3 points by rocketnia 2159 days ago | link

"I can't believe this never came up working with json"

I think order-preserving tables are pretty useful for JSON -- particularly to help ensure implementation details aren't leaking even in a distributed system where JSON is being passed through multiple parsers and serializers -- but it's worth noting that even JSON objects are specified to be unordered and are commonly treated as such. (RFC 8259: "An object is an unordered collection ...")

Even JavaScript's standard JSON.parse(...) doesn't preserve order the way you might like it to. Here's what I get in Firefox right now:

  > JSON.stringify(JSON.parse("{\"a\": 10, \"1\": 20}"))
  "{\"1\":20,\"a\":10}"
This is because JavaScript objects historically didn't preserve any particular iteration order, and although they have more consistent cross-browser behavior these days, they seem to have settled on some rules like iterating through numeric properties like "1" before other properties like "a". (From what I've found, I see people saying this behavior is a standard as of ES2015, but I don't see it in the ES2018 spec.)

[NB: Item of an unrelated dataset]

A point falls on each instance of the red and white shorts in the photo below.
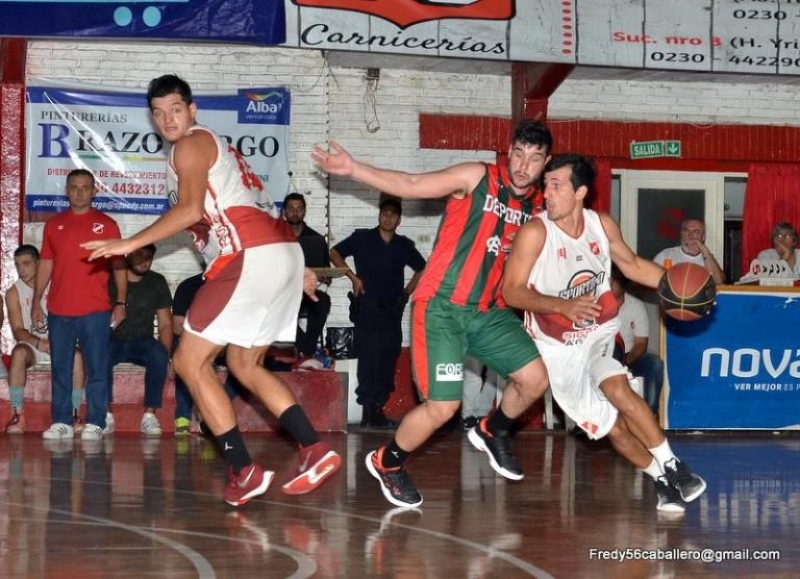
(253, 300)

JavaScript Maps are a different story; they're a newer addition to the language, and they're strictly specified to preserve insertion order. Other languages use dictionaries which preserve order, including Groovy (where [a: 1, b: 2] is a LinkedHashMap literal), Ruby, and... you've already found details on Python.

Even in Groovy, JavaScript (Maps), and Ruby, the only way to observe the order of their collections is to iterate from the beginning, and the only way to influence it is to insert entries at the end. This means any substantial interactions with the order of these collections will be just about as inefficient and inconvenient as if we had converted the whole collection to an association list, processed it that way, and converted it back. Essentially, it seems the order is preserved only to prevent programs from having language-implementation-dependent bugs, and maybe to help with recognizing values in debug output, not because it's a useful for programming.

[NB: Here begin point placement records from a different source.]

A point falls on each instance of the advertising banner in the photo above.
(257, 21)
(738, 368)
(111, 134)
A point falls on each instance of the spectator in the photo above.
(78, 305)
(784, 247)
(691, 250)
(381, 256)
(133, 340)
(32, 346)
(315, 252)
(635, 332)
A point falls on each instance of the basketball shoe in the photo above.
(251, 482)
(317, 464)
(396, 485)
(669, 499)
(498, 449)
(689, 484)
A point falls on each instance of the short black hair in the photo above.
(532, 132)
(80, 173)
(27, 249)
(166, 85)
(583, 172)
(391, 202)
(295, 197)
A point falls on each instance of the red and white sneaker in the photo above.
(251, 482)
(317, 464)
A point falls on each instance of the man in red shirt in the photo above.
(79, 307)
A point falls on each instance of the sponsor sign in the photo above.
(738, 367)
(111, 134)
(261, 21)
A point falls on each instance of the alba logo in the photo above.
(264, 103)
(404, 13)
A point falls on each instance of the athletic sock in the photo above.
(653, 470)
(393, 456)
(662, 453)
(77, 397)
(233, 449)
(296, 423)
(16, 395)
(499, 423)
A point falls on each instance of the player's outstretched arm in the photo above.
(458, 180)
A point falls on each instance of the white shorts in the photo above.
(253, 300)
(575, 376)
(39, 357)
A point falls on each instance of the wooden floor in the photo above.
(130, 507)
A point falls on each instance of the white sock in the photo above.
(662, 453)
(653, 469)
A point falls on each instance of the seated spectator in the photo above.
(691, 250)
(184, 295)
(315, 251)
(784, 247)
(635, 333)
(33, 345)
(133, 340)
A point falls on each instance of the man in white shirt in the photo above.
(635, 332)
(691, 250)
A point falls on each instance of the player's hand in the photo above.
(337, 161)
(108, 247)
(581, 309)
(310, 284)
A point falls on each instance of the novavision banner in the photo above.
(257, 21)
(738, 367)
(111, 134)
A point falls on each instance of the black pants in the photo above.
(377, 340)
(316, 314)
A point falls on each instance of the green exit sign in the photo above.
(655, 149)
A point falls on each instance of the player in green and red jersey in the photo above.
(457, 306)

Every one of these languages makes it easy to communicate the intent of an ordered collection by using lists or arrays of some sort. I'm pretty sure I've seen this lead to association lists even in JSON, particularly for things like database query results:

  [
    {"id":..., "name": ..., "occupation": ...},
    {"id":..., "name": ..., "occupation": ...}
  ]
When the order matters, I think this is the kind of approach to prefer, even if it takes a few more abstractions to make key lookup convenient.

-----

1 point by kinnard 2159 days ago | link

What do you think of this: http://arclanguage.org/item?id=21066

-----

2 points by rocketnia 2159 days ago | link

It could be me, but I have trouble imagining any situation where I would need this syntax.

- If I'm not doing both kinds of lookup several times in the same part of the code, the lookup styles don't both need to be concise at the same time. Different parts of the code can convert to different representations that are concise to use in that context.

- If it's the root layer of a data structure, then I can simply use two different local variables to refer to that data, one of which always treats it as a list and one of which always treats it as a table.

- Unless I'm processing some specific indices, I'll usually want to iterate through the whole data structure, so I usually wouldn't be using any indexing operations in the first place.

- If I know what specific indexes I want at development time, then I would usually use an unordered table (for easy indexing) or a fixed-length list (for easy destrucuring).

- If I'm performing any two lookups for the same reason, they can usually use the same expression in the code.

So I would have to be writing some code where I'm performing several different lookups of specific ordered indexes and specific chosen keyed indexes, all of which are for distinct reasons I know at development time but few of which are under indexes I know at development time. Moreover, each lookup must be two or more layers deep into a nested data structure.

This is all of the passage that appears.